Finding More Than One Worm In the Apple
davecb (6526) writes "At Guido von Rossum's urging, Mike Bland has a look at detecting and fixing the "goto fail" bug at ACM Queue. He finds the same underlying problem in both in the Apple and Heartbleed bugs, and explains how to not suffer it again."
An excerpt: "WHY DIDN'T A TEST CATCH IT?
Several articles have attempted to explain why the Apple SSL vulnerability made it past whatever tests, tools, and processes Apple may have had in place, but these explanations are not sound, especially given the above demonstration to the contrary in working code. The ultimate responsibility for the failure to detect this vulnerability prior to release lies not with any individual programmer but with the culture in which the code was produced.
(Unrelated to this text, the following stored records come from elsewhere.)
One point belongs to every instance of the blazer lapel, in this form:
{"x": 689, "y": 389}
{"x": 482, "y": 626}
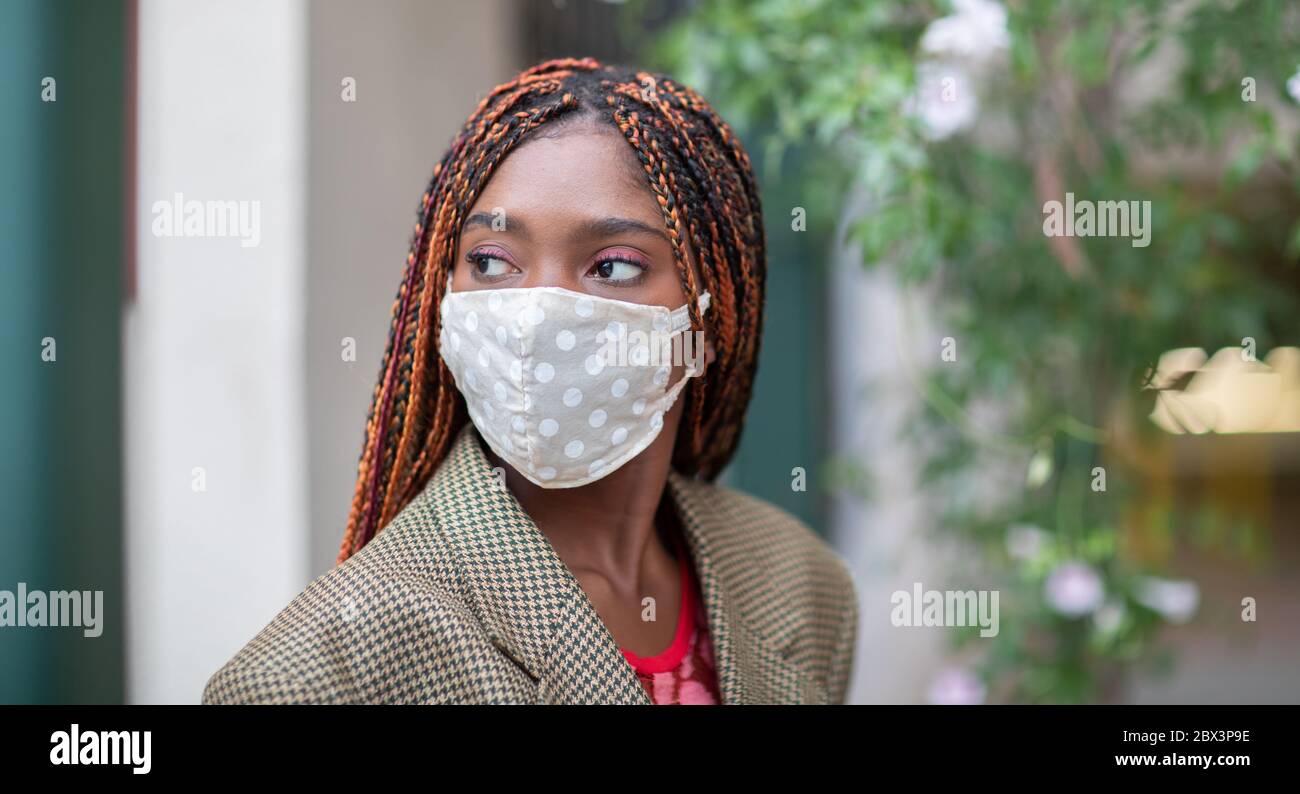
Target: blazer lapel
{"x": 752, "y": 667}
{"x": 538, "y": 615}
Let's review a sample of the most prominent explanations and specify why they fall short.
Adam Langley's oft-quoted blog post13 discusses the exact technical ramifications of the bug but pulls back on asserting that automated testing would have caught it: "A test case could have caught this, but it's difficult because it's so deep into the handshake. One needs to write a completely separate TLS stack, with lots of options for sending invalid handshakes.""
The "Apple" had only one bug, the Goto Fail bug - since Apple did not use OpenSSL they never had the second bug.
So why is the headline painting Apple as the source of both bugs?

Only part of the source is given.